Geburtstag: Artur Brauner: Sein letztes Kapitel

Große Filme, Immobilien satt, ein West-Berliner durch und durch. Heute ist Artur "Atze" Brauner 89 - und hoch verschuldet

Der offene Brief vom 13.April, halbseitig als Anzeige im Tagesspiegel abgedruckt, las sich wie ein Hilferuf. Artur Brauner, Berliner Legende, Besitzer eines scheinbar unsinkbaren Immobilienvermögens, steht vor einem Berg von 60 Millionen Euro Schulden – und hat die Ursache für seine prekäre Lage in den turbokapitalistischen Umtrieben der Immobilienbanken ausgemacht. Inzwischen ist offenbar nicht einmal mehr sicher, ob der 89-Jährige sein Haus in der Koenigsallee in Grunewald halten kann. Aber er kämpft, wie er es sein Leben lang getan hat – und will sein wackelndes Imperium durch Gründung einer „Vereinigung zur Bekämpfung der Heuschreckenplage“ stabilisieren.

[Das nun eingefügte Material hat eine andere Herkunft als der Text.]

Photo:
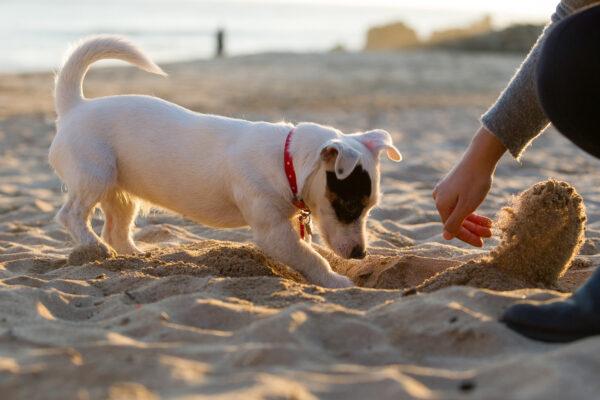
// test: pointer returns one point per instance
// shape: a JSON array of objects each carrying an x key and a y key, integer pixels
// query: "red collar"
[{"x": 288, "y": 164}]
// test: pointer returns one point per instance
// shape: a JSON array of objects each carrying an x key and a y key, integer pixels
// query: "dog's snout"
[{"x": 358, "y": 252}]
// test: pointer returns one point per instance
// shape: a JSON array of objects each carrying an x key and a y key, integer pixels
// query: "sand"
[{"x": 205, "y": 314}]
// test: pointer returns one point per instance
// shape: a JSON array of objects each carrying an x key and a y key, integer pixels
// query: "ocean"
[{"x": 34, "y": 34}]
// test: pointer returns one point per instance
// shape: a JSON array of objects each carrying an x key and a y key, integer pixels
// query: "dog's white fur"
[{"x": 219, "y": 171}]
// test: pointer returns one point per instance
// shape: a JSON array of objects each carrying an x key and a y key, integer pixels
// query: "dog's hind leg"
[
  {"x": 74, "y": 215},
  {"x": 120, "y": 211},
  {"x": 88, "y": 175}
]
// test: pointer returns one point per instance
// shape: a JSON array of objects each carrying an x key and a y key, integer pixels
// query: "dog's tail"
[{"x": 68, "y": 92}]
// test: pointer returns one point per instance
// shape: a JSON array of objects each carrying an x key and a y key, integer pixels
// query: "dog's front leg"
[{"x": 279, "y": 240}]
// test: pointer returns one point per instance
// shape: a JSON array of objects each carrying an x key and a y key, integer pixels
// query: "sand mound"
[{"x": 542, "y": 232}]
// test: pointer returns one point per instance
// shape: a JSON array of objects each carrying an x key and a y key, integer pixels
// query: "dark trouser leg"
[
  {"x": 568, "y": 83},
  {"x": 568, "y": 79}
]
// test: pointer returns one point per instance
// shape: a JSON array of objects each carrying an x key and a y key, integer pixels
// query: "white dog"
[{"x": 222, "y": 172}]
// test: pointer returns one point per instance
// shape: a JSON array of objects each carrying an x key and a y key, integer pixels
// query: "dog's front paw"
[
  {"x": 95, "y": 251},
  {"x": 335, "y": 280}
]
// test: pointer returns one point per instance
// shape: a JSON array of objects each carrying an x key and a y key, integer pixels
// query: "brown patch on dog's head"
[{"x": 350, "y": 196}]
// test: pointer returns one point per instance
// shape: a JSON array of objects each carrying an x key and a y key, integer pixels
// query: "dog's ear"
[
  {"x": 343, "y": 157},
  {"x": 378, "y": 140}
]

Der Vorwurf, den Brauner in seinem Brief an die Vorstände des Bankhauses Goldman-Sachs erhebt, lautet so: Das britische Unternehmen habe im Jahr 2005 Interesse an seinem gesamten Immobilienbestand gezeigt. Dies, so Brauner, sei jedoch nur ein Vorwand gewesen, um diese Häuser und ihre finanziellen Hintergründe bis ins Detail auszuforschen. Denn die Engländer kauften später nicht etwa die Immobilien, sondern die notleidenden Kredite, mit denen sie erworben worden waren, und das zu weniger als der Hälfte des Wertes, der sich auf 30 Millionen Euro plus inzwischen vier Millionen Euro Zinsen beläuft. Das alles wollen sie nun eintreiben.

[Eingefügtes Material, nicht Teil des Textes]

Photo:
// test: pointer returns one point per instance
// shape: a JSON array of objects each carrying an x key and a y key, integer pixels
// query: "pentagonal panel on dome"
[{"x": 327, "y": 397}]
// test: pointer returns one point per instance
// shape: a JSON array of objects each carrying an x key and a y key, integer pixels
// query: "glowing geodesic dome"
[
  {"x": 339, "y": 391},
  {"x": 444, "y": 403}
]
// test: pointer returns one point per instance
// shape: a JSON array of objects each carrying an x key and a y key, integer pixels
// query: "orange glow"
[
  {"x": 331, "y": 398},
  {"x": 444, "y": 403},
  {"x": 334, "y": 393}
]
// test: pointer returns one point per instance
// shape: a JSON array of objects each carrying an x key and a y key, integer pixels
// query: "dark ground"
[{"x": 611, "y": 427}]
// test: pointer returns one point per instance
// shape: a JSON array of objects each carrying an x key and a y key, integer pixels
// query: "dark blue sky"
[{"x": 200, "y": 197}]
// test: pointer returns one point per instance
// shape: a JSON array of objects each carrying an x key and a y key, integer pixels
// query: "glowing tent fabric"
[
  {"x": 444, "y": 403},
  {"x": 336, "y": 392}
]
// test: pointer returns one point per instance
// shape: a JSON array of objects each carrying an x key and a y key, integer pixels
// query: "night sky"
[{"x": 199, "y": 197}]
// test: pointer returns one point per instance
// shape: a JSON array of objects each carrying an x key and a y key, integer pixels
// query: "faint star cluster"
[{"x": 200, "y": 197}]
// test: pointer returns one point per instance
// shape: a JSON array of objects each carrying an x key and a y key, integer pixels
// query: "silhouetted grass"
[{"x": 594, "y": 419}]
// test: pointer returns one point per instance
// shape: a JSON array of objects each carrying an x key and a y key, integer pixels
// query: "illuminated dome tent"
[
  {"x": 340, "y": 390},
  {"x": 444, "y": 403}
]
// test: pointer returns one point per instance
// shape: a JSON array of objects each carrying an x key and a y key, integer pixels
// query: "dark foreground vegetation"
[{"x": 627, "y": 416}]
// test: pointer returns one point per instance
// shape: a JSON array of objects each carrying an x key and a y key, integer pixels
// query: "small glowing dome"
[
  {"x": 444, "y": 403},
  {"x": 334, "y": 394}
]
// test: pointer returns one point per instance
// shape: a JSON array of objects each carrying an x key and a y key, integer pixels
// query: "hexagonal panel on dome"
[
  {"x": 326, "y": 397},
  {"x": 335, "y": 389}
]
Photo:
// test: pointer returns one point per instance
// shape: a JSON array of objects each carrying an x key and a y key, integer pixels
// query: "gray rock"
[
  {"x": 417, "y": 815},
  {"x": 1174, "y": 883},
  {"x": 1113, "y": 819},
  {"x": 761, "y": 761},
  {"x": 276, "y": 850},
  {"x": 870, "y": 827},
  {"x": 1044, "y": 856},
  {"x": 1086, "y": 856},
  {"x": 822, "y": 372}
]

Brauner fühlt sich belogen und aufs Kreuz gelegt und greift nun vor allem auch die Hypo-Vereinsbank an, seine langjährige Hausbank. Denn der hatte er nach eigenen Angaben angeboten, 80 Prozent der Forderungen zu begleichen. Nun steckt er in der Klemme, weil der rettende Verkauf der Häuser an andere Investoren offenbar erst möglich ist, wenn die 34 Millionen abgelöst sind – es ist im Grunde das Gleiche, was zahllosen Häuslebauern passiert, wenn sie ihre Hypotheken nicht mehr bedienen können. Nur ist Brauner eben ein paar Nummern größer – der tragische Fall eines Erzkapitalisten, der gegen den Kapitalismus kämpft, Zusammenbruch oder gütliche Einigung nicht ausgeschlossen.

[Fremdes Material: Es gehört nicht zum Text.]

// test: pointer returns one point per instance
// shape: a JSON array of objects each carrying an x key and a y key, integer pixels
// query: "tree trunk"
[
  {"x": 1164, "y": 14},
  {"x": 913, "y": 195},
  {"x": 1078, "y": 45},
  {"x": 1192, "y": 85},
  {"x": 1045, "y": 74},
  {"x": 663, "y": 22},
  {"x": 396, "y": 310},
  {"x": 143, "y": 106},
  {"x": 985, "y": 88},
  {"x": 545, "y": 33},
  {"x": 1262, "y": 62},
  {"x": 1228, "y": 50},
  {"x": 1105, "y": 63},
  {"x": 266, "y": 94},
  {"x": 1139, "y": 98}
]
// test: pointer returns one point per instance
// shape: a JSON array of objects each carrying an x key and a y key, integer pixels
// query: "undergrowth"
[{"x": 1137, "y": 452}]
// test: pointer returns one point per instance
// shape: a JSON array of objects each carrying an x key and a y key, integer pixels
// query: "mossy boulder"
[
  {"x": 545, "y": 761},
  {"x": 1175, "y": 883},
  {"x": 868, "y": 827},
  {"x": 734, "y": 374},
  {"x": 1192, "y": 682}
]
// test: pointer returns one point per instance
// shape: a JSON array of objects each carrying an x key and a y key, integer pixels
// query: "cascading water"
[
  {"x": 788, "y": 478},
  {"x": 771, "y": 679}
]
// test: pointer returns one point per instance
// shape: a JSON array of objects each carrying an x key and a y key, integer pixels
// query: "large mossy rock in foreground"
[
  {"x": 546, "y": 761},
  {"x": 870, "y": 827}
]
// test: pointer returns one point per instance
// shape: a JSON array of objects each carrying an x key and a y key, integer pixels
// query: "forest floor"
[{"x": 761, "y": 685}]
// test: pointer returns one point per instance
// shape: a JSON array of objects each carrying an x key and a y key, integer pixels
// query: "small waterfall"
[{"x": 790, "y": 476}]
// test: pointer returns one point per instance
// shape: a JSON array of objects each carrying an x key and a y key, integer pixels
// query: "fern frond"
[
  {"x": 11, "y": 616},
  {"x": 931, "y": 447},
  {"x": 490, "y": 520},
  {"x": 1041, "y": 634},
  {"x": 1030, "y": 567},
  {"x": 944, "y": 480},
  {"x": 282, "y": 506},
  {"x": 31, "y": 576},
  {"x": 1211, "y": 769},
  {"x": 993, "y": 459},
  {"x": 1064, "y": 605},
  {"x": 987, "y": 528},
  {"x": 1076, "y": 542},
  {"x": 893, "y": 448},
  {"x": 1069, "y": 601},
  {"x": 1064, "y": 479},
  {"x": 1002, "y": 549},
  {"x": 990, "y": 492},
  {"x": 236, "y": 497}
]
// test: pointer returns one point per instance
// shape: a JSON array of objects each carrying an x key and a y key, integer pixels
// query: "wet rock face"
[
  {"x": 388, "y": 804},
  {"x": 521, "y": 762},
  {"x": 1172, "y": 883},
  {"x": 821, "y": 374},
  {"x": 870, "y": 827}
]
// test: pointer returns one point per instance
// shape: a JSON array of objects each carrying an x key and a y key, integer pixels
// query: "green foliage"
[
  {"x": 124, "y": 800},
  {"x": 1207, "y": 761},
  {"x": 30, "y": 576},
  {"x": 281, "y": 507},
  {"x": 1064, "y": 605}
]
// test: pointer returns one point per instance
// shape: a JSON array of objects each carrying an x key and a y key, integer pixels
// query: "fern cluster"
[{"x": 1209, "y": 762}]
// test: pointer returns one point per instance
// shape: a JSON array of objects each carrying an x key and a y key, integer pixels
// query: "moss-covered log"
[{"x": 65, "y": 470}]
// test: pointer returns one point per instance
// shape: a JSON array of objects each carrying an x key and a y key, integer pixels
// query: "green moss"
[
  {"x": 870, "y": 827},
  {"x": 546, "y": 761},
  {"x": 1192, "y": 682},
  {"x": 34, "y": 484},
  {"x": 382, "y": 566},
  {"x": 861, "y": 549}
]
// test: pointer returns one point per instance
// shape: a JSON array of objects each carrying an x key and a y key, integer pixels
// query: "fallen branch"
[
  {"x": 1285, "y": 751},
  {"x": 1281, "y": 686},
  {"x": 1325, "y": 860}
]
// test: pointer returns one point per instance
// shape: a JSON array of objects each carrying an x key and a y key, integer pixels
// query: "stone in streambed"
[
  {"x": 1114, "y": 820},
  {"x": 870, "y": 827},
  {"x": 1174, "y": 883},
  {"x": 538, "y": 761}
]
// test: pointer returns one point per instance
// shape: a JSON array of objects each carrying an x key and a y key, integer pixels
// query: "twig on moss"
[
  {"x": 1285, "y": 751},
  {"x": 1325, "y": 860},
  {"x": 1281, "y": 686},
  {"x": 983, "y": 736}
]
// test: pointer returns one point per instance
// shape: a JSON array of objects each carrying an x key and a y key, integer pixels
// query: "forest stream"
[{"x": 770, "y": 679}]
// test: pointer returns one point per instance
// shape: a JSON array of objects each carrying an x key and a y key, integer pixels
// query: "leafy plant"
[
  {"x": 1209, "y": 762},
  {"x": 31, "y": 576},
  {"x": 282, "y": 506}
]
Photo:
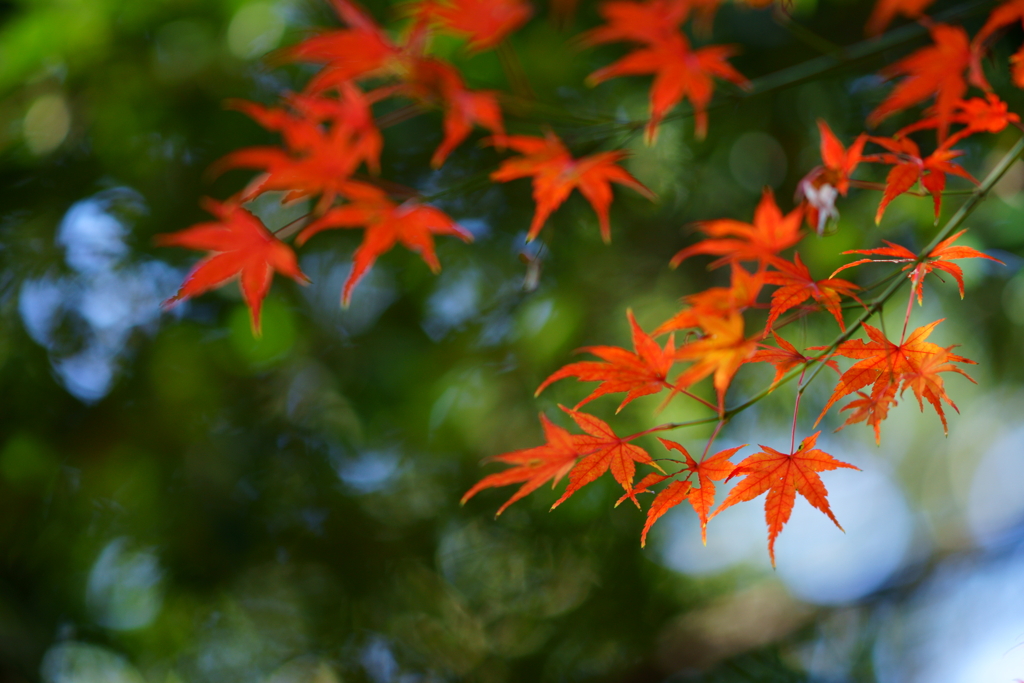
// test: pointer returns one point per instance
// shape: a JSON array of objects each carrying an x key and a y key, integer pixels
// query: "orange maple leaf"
[
  {"x": 872, "y": 409},
  {"x": 317, "y": 161},
  {"x": 605, "y": 452},
  {"x": 797, "y": 286},
  {"x": 1004, "y": 15},
  {"x": 680, "y": 73},
  {"x": 735, "y": 241},
  {"x": 639, "y": 374},
  {"x": 642, "y": 486},
  {"x": 649, "y": 23},
  {"x": 990, "y": 115},
  {"x": 386, "y": 223},
  {"x": 783, "y": 475},
  {"x": 820, "y": 186},
  {"x": 926, "y": 383},
  {"x": 937, "y": 70},
  {"x": 435, "y": 82},
  {"x": 668, "y": 498},
  {"x": 534, "y": 467},
  {"x": 556, "y": 174},
  {"x": 241, "y": 246},
  {"x": 908, "y": 167},
  {"x": 886, "y": 10},
  {"x": 708, "y": 471},
  {"x": 361, "y": 50},
  {"x": 721, "y": 351},
  {"x": 885, "y": 365},
  {"x": 938, "y": 258},
  {"x": 716, "y": 301},
  {"x": 784, "y": 357},
  {"x": 484, "y": 23}
]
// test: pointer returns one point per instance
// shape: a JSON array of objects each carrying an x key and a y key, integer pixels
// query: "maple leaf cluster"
[
  {"x": 716, "y": 344},
  {"x": 330, "y": 157}
]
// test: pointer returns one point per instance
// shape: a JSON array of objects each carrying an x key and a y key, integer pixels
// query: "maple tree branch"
[
  {"x": 876, "y": 306},
  {"x": 796, "y": 412},
  {"x": 817, "y": 67}
]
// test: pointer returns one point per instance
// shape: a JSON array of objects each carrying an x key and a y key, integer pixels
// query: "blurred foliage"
[{"x": 218, "y": 508}]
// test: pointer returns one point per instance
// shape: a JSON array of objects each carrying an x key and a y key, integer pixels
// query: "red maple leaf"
[
  {"x": 241, "y": 246},
  {"x": 708, "y": 471},
  {"x": 872, "y": 409},
  {"x": 484, "y": 23},
  {"x": 782, "y": 476},
  {"x": 680, "y": 73},
  {"x": 908, "y": 167},
  {"x": 639, "y": 374},
  {"x": 735, "y": 241},
  {"x": 784, "y": 357},
  {"x": 1004, "y": 15},
  {"x": 924, "y": 380},
  {"x": 938, "y": 258},
  {"x": 886, "y": 10},
  {"x": 885, "y": 365},
  {"x": 361, "y": 50},
  {"x": 532, "y": 467},
  {"x": 435, "y": 82},
  {"x": 716, "y": 301},
  {"x": 649, "y": 23},
  {"x": 606, "y": 452},
  {"x": 934, "y": 71},
  {"x": 820, "y": 186},
  {"x": 988, "y": 115},
  {"x": 797, "y": 286},
  {"x": 386, "y": 224},
  {"x": 721, "y": 352},
  {"x": 556, "y": 174},
  {"x": 318, "y": 160}
]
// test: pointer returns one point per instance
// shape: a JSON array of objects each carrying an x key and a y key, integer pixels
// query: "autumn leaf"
[
  {"x": 872, "y": 409},
  {"x": 649, "y": 23},
  {"x": 484, "y": 23},
  {"x": 241, "y": 246},
  {"x": 908, "y": 167},
  {"x": 639, "y": 374},
  {"x": 783, "y": 357},
  {"x": 939, "y": 258},
  {"x": 556, "y": 174},
  {"x": 359, "y": 51},
  {"x": 977, "y": 115},
  {"x": 797, "y": 286},
  {"x": 642, "y": 486},
  {"x": 668, "y": 498},
  {"x": 606, "y": 452},
  {"x": 721, "y": 351},
  {"x": 1004, "y": 15},
  {"x": 710, "y": 470},
  {"x": 386, "y": 224},
  {"x": 716, "y": 301},
  {"x": 317, "y": 160},
  {"x": 886, "y": 10},
  {"x": 782, "y": 476},
  {"x": 821, "y": 185},
  {"x": 924, "y": 380},
  {"x": 438, "y": 83},
  {"x": 680, "y": 73},
  {"x": 531, "y": 467},
  {"x": 734, "y": 241},
  {"x": 935, "y": 71},
  {"x": 885, "y": 365}
]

Die Lage ist jedenfalls so ernst, dass kaum noch ein Journalist das niedliche „Atze“ verwendet, jenen kumpelnden Vornamen, mit dem der erfolgreiche Filmproduzent zur Ikone des West-Berliner Gesellschaftslebens aufstieg, hoch geschätzt selbst von Leuten, die nur vage ahnten, was ein Filmproduzent eigentlich tut. Er wird oft in einem Atemzug mit Rolf Eden genannt, der mit seinen Immobiliengeschäften offenbar auf Dauer besser lag. Zwei Männer, die auf ihre jeweils eigene Art symbolisieren, was im West-Berlin der Nachkriegszeit alles möglich war für jene, die Optimismus, Mut, Zähheit und Beziehungen mitbrachten.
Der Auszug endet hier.